Толстопят вертел ручкой и смеялся.
— Ты поменьше, Дионис, развлекай их. Ты шутишь, вот они и считают тебя за дурачка. Не клади им палец в рот. Чего ты у них за клоуна? Держи себя. Где завтра дежуришь?
— В Аничковом дворце.
— Великому князю Александру Михайловичу кто письмо возил?
— Тит Турукало.
— Я тебе даю поручение попроще. Послезавтра, в выходной, повезешь вот это письмо. Адрес запомнишь так. Вручишь госпоже. Ли-ично.
— А как сказать госпоже? От кого?
— Молча, молча-а, братец. «Вам письмо»,— и достаточно. Понял, банщик? Пребывание твое в конвое зависит от тебя самого. Иди.
Конверт был подписан по-французски.
«В древности,— писал госпоже Толстопят, подражая героям романов,— цари убивали тех, кто приносил им дурные вести. Пощадите моего посыльного. Весть вот какая: я рад, что встретил вас».
Госпожой, которой Толстопят переслал с Дионисом записку, была мадам В., так привязавшая к себе Бурсака в Анапе в августе 1908 года.
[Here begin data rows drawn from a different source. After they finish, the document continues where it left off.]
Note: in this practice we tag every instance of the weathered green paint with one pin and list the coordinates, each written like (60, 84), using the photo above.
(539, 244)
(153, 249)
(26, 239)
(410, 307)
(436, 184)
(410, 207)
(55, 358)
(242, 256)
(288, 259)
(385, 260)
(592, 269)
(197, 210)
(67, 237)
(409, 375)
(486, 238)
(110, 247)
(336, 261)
В молодости дни без любви считаются пропавшими. Чем дольше бываешь один, тем вернее падаешь в своих глазах. Слова ласковые, сентиментальные, плоские, шутливые, все равно какие свербили Толстопята укором — некому было их сказать. В чужом городе нет пристанища. Только женщина может сблизить с Петербургом. Роднее станут улицы, дома, вокзалы, театры и рестораны. Девицами Невского проспекта брезговали даже нижние чины. «Вам с криком или без крика?» — приставала одна к казаку 1-й сотни. Оказывается, за три-четыре рубля можно купить право высечь девицу хлыстом на полу у «хозяйки», и есть такие, что им не нужно завязывать рот.
«У нас в Екатеринодаре,— думал Толстопят,— ни одной казачки на тротуаре. Отец голову отрубит. Это иногородние...»
Но в Петербурге всего вдоволь. Всегда есть зависть к тому, чем живут другие и чего — знаешь — тебе испытать не положено. К особнякам с розами за решетчатыми заборами подъезжают коляски, соскакивают расфуфыренные господа, и на крыльце их встречает душечка-барынька, обутая в кожаные сапожки. В гостиных своими прошлыми заслугами хвалятся старики: «Я служил России, государю верно и с пользой...» Все эти наряды, мундиры, выезды слепят глаза бедного провинциала, хотя, по совести говоря, прикрывают все тех же людей. И однако в этом есть quelque chose[36]. Толстопят знал свое место. Он любовался царскими дочками (особенно Татьяной), вовеки ему недоступными,— и ничего, так определено было свыше. Зато когда приходила к нему жаловаться на казака прачка, очень хорошенькая простушка, заманутая обещанием жениться на ней, Толстопят тайком, мимолетно любил ее и ощущал к ней природную близость. Она по молодости станцует и споет, потом в замужестве будет хорошей хозяйкой, накормит и примет гостей, посинит занавески, вышьет на подушки наволочки и в степи на закате обнимет на соломе горячее госпожи в муаровой шляпе.